You must be wholly secret in this house.’
‘Nay, give that not a thought,’ quoth Nicholas,
‘A scholar would have wasted a good while
If he could not a carpenter beguile.’
And so they were agreed and both swore
To wait awhile, as I have said before.
When Nicholas had done so, as I tell,
And patted her about the buttocks well,
He kissed her sweet, and took his psaltery
And played away, and plucked a melody.
Then it befell, that to the parish church,
There to perform Christ’s own works,
This good wife went, on a holy day.
Her forehead shone as bright as any day,
So shiny was it when she left her work.
Now there was a parish clerk of that church,
And this clerk’s name was Absolon.
Curly was his hair, and as the gold it shone,
And stuck out in a fan wide and broad.
Full straight and even his parting showed;
His face was red, his eyes grey as a goose.
With St Paul’s tracery carved in his shoes,
In red hose he dressed elegantly.
He was clothed neatly and properly
Adorned with a light-blue cloth jacket,
Full fair and densely were the laces set.

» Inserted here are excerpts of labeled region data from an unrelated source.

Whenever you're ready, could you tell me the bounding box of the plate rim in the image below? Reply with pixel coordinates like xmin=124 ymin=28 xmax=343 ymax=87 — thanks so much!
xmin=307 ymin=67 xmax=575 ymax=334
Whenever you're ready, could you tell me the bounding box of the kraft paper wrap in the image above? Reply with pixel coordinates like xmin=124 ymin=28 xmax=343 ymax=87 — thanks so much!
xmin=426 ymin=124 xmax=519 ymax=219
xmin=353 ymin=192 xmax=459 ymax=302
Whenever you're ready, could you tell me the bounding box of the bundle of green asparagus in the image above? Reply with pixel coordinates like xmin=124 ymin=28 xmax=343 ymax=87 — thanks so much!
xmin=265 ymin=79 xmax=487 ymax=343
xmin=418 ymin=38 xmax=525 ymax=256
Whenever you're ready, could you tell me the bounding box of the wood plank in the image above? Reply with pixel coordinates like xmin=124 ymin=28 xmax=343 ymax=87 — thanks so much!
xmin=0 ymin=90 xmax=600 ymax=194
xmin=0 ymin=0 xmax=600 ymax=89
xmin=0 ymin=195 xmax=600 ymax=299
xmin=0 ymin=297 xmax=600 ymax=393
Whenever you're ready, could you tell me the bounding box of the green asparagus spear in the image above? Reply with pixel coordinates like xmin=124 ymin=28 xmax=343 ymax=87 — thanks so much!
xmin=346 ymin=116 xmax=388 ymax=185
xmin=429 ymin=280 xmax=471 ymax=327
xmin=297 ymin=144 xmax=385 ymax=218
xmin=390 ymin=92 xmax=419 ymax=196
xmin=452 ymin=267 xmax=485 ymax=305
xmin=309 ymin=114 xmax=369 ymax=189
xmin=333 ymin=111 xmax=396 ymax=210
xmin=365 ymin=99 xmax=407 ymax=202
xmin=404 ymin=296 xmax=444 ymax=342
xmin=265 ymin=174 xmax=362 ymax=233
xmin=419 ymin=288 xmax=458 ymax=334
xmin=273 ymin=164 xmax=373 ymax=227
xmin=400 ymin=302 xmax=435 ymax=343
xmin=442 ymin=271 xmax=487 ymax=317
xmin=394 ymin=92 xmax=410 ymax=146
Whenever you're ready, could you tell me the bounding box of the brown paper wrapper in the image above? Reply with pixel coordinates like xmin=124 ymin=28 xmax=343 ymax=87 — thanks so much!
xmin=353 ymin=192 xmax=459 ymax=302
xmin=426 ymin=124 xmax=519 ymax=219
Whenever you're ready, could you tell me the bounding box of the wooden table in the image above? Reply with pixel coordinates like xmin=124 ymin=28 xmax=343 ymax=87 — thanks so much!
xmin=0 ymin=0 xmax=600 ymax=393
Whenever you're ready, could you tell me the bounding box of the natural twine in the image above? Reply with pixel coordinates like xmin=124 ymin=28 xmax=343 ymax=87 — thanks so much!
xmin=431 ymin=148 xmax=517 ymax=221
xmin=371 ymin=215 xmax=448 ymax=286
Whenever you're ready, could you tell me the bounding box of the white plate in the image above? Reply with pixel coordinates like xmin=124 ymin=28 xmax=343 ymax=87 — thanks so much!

And over it he wore a fine surplice
As white as the blossom on the spray is.
A merry youth he was, so God me save!
Well knew he how to let blood, clip and shave,
And draw up deeds of land or quittance.
In twenty manners he could trip and dance,
After the true school of
And with his legs leaping to and fro,
And playing songs on a two-stringed fiddle;
Thereto he sometimes sang a high treble,
And he could play as well on a cithern.
In all the town no brew-house nor tavern
He did not visit with his power to solace,
Where any gaily-dressed barmaid was.
But truth to tell, quite squeamish he was
About farting, and in speech fastidious.
Absolon, who was gallant in his way,
Would bear the censer round on holy days,
Censing the parish wives whom he passed;
And many a fond look on them he cast,
And especially on the carpenter’s wife.
To look at her brightened up his life,
She was so trim and sweet and amorous.
I dare well say, if she had been a mouse,
And he a cat, she’d have been leapt upon.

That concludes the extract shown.